Jim Cramer Says It May Be Time to Buy Shares of This Department Store
According to CNBC’s Jim Cramer, now maybe the time to pick up some shares of Nordstrom.
The Mad Money host believes the stock is worth looking at after the holiday season.
Recently J.P. Morgan analyst Matthew Boss released a bullish report on the company. Boss upgraded Nordstrom to neutral from underweight. The analyst noted that about 34% of Nordstrom’s sales come from online, with the goal of reaching 40% by 2022. That puts the retailer ahead of its competitors.
“If any of these pans out, you could get a rocket ship effect … with Nordstrom being the best way to play the holiday season renaissance,” Cramer said. Given Boss’ track record, “I think you’d be crazy, crazy, to bet against him,” Cramer added.
According to Cramer, the problem with Nordstrom is the retailers’ execution, not forces around consumer spending.
Cramer remarked, “It’s not that the consumer’s weak, which means these problems could be fixable and should be fixable.”
“Nordstrom sports a 3.6% yield, and Boss projects that it can deliver 2.3% sales growth.
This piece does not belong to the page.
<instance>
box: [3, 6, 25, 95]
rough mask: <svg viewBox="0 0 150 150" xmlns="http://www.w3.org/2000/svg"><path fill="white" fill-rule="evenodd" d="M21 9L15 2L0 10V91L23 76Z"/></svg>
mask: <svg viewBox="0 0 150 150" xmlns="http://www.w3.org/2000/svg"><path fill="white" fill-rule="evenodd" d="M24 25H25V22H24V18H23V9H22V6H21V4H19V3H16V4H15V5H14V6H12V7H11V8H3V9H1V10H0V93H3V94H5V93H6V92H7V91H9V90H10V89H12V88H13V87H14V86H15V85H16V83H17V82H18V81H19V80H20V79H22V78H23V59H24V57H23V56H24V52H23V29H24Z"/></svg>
Wall Street’s only looking for
1.6%. That will ignite the stock,” Cramer commented.
As for rival Macy’s, Boss has reiterated a “sell” rating but increased same-store sales forecasts by a percentage point. Cramer said, “Don’t forget that the stock yields 8.7% here and the balance sheet keeps improving.”
“The conventional wisdom says that these department stores are facing shortfalls across the board, yet Boss is talking about a robust holiday season,” Cramer mentioned.
If Boss is right, “that could produce a staggering short-squeeze in their stocks because so many of these names have been written off and left for dead and heavily shorted,” said Cramer.
Disclaimer: We have no position in any of the companies mentioned and have not been compensated for this article.